MacLean suggests DHHS develop a system for prioritizing child abuse cases and combining reports that involve the same child.

"Currently, each report is investigated as a separate case, sometimes by different caseworkers, and no one is looking at the big picture. Prioritizing cases where multiple separate reports have come in would allow existing resources to be used more effectively; if you are looking for a needle in a haystack, focus on the haystack where multiple people say the needle is. ..That would accomplish far more than the vague academic commentary in the OPEGA report and might just save the life of a child."

Rep. Anne-Marie Mastraccio, who is the House chair of of the Government Oversight Committee said she was frustrated that OPEGA did not provide details and insight about the specific cases of Marissa and Kendall in their report.

“...we can all agree we must do anything and everything we can to make sure this kind of tragedy never happens again. The report gives us a clearer picture of how and why the system failed Marissa Kennedy and Kendall Chick. The next step is a broader, more detailed investigation to give us the facts we need to act with a real sense of urgency to ensure Maine kids are protected.”

DHHS Commissioner Ricker Hamilton released the following statement Thursday afternoon:

"At this time, our focus must be to ensure that the recent tragedies are never repeated, and that the two young girls who lost their lives receive the justice they deserve. I greatly appreciate OPEGA’s review of DHHS’s role within Maine’s child welfare system.

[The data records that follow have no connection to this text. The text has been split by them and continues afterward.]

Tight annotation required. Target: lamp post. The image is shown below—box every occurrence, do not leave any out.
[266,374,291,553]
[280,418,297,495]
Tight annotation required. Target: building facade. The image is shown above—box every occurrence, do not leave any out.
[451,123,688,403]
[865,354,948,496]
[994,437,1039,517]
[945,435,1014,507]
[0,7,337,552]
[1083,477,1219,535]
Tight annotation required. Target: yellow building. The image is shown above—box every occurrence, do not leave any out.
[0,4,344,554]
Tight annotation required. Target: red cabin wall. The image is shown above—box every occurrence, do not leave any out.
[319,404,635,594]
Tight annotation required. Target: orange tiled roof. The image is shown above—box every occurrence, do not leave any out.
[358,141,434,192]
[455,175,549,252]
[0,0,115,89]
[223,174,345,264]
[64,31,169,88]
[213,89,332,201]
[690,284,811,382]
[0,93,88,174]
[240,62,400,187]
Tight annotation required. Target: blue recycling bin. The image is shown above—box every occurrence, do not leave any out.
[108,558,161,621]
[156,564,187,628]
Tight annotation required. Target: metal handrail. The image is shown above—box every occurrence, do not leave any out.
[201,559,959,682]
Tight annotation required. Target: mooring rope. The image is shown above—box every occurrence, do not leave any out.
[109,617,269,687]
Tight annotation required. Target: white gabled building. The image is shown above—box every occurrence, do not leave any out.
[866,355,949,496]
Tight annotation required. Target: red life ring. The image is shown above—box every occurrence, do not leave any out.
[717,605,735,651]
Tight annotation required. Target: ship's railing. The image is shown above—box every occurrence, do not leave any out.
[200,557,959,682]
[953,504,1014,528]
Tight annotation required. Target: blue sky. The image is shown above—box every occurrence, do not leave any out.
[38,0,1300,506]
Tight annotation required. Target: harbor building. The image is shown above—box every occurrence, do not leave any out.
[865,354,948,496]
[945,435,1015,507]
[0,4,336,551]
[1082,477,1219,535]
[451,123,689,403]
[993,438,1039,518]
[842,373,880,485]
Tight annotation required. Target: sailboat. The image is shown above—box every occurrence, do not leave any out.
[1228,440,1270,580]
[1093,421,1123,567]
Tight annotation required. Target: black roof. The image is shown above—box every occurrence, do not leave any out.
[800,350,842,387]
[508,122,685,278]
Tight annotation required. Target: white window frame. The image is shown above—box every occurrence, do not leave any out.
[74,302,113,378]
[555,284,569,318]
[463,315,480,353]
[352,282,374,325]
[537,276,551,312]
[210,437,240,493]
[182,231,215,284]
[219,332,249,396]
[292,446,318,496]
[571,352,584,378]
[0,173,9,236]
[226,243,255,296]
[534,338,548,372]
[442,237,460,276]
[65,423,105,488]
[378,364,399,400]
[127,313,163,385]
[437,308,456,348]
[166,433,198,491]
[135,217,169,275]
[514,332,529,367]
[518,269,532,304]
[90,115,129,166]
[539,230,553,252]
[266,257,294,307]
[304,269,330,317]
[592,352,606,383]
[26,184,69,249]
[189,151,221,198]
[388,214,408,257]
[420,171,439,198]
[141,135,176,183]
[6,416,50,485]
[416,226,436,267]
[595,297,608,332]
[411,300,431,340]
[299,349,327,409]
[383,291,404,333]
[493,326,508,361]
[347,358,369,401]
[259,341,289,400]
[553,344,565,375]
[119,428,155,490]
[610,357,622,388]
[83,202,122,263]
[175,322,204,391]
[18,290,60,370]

We welcome and encourage external reviews of our processes and procedures, to ensure no stone is left unturned."

"Through our internal investigation, we have been able to identify areas in need of improvement, many of which are echoed in OPEGA’s preliminary report. We are working hard at implementing a number of reforms aimed at improving the current system. I look forward to working with OPEGA as they carry out their broader review. I am hopeful that more time and a more deliberative process will result in meaningful analysis and thoughtful recommendations."

"I am eager for the time when the criminal investigations have concluded and additional information will be available for the public. I agree with the advice of the Attorney General that nothing should jeopardize justice for these two victims. Once that has been achieved, I am confident that the Department’s internal review, combined with the findings of the reviews done by a number of different oversight entities, will provide substantive insight for reform and improvement. Evaluating the entire network of parties that make up our state’s child welfare system is critical to this process."